노사 판정의 임상적 Procedure
Published Online: May 30, 2000
ABSTRACT
The various aspects of brain death have been subjects of close study by several professional committees, which have for the most part confirmed the 1968 guidelines and clinical protocols for determining that the brain is dead. The central considerations in the diagnosis of brain death are 1) absence of cerebral functions(unreceptivity and unresponsivity); 2) absence of brain stem functions including spontaneous respiration; 3) irreversibility of the state. To these is usually added evidence of catastrophic brain diseases.
The absence of cerebral function is judged by the presence of deep coma and total lack of spontaneous movement and motor and vocal response to all visual, auditory, and cutaneous stimulation. The absence of brain stem function is judged by absence of spontaneous eye movements, midposition of the eye, and lack of response to oculocephalic and caloric (oculovestibular) testing; presence of dilated or midposition fixed pupils; paralysis of bulbar musculature(no facial movement or gag, cough, corneal, or sucking reflexes); absence of decerebrate responses to noxious stimuli; and absence of respiratory movements. As a final test of complete apnea, the patient can be disconnected from the respirator for a few minutes, allowing the PC02 to rise to 50 to 60 mmHg, as a stimulus to the medullary respiratory centers.
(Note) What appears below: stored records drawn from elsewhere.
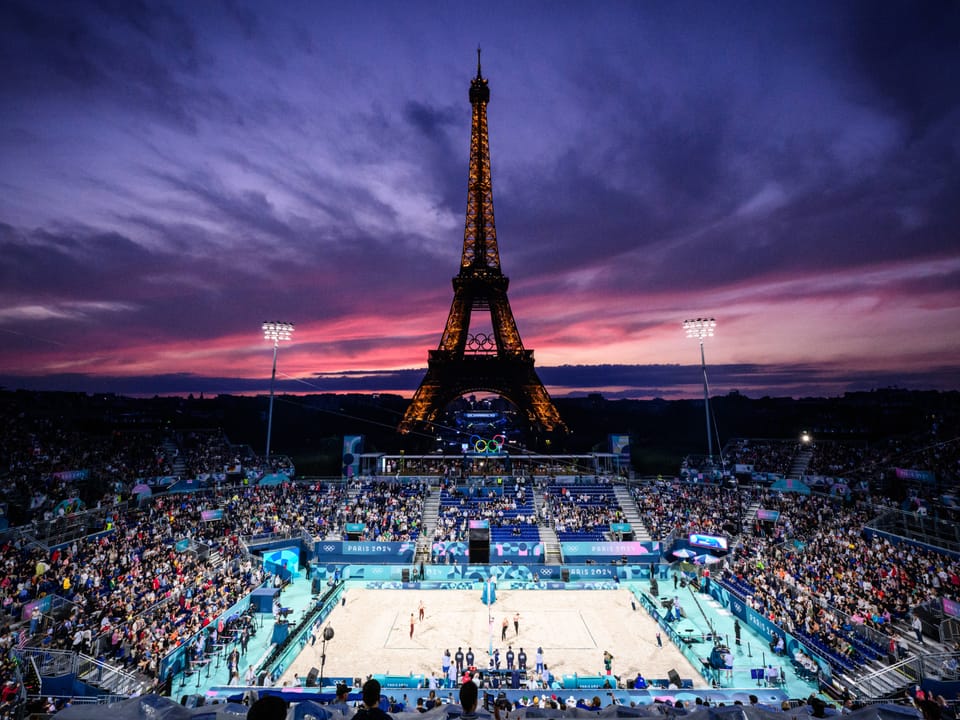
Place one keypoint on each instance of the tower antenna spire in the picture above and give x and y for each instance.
(465, 361)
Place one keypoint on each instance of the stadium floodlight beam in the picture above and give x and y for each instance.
(700, 329)
(275, 331)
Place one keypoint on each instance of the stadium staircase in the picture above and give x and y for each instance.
(112, 679)
(109, 680)
(750, 514)
(801, 461)
(551, 546)
(428, 525)
(631, 514)
(548, 536)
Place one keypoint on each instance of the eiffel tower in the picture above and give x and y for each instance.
(494, 362)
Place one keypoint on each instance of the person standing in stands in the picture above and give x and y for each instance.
(445, 663)
(469, 694)
(607, 661)
(370, 710)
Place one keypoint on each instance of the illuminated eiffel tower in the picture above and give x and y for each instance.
(494, 362)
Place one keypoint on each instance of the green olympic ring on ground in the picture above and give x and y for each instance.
(492, 445)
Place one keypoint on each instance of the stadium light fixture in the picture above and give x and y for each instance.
(700, 329)
(275, 332)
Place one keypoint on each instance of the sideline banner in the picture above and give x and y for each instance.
(646, 552)
(361, 551)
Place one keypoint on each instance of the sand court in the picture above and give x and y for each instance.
(574, 627)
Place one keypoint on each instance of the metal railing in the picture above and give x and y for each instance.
(100, 673)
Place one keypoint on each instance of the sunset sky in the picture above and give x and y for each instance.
(173, 174)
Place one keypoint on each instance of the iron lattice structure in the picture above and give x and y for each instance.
(494, 362)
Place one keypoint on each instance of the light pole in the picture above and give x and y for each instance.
(275, 331)
(701, 328)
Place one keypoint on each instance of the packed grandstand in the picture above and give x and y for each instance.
(124, 550)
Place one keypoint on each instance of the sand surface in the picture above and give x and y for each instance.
(574, 627)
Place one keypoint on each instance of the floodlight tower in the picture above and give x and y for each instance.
(275, 331)
(700, 328)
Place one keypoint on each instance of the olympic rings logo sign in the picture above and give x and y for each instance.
(488, 447)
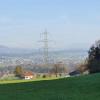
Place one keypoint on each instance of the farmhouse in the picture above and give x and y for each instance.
(28, 75)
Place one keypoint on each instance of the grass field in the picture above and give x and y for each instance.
(75, 88)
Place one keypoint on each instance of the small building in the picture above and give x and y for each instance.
(28, 75)
(74, 73)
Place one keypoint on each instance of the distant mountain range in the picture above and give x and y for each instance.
(4, 50)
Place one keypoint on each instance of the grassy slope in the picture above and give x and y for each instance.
(76, 88)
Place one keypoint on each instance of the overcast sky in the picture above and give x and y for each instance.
(70, 23)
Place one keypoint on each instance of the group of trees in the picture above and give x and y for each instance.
(93, 60)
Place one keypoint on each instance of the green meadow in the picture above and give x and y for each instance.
(73, 88)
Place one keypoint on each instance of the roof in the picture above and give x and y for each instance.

The EEG provides confirmation of cerebral death, and most institutions still demand proof of electrocerebral silence, which be considered to be present if there is no electrical potential of more than 2 V during a 30-min recording. Other variable laboratory tests including cerebral angiography, isotope brain scan, transcranial Doppler, and evoked potential studies are occasionally performed as an ancillatory procedure when the results of the apnea test or the EEG are equivocal. The main difficulties that arise in relation to brain death are not the purely technical issues, but those involving the sensitive management of the family and other medical professionals. It is best not to embark on.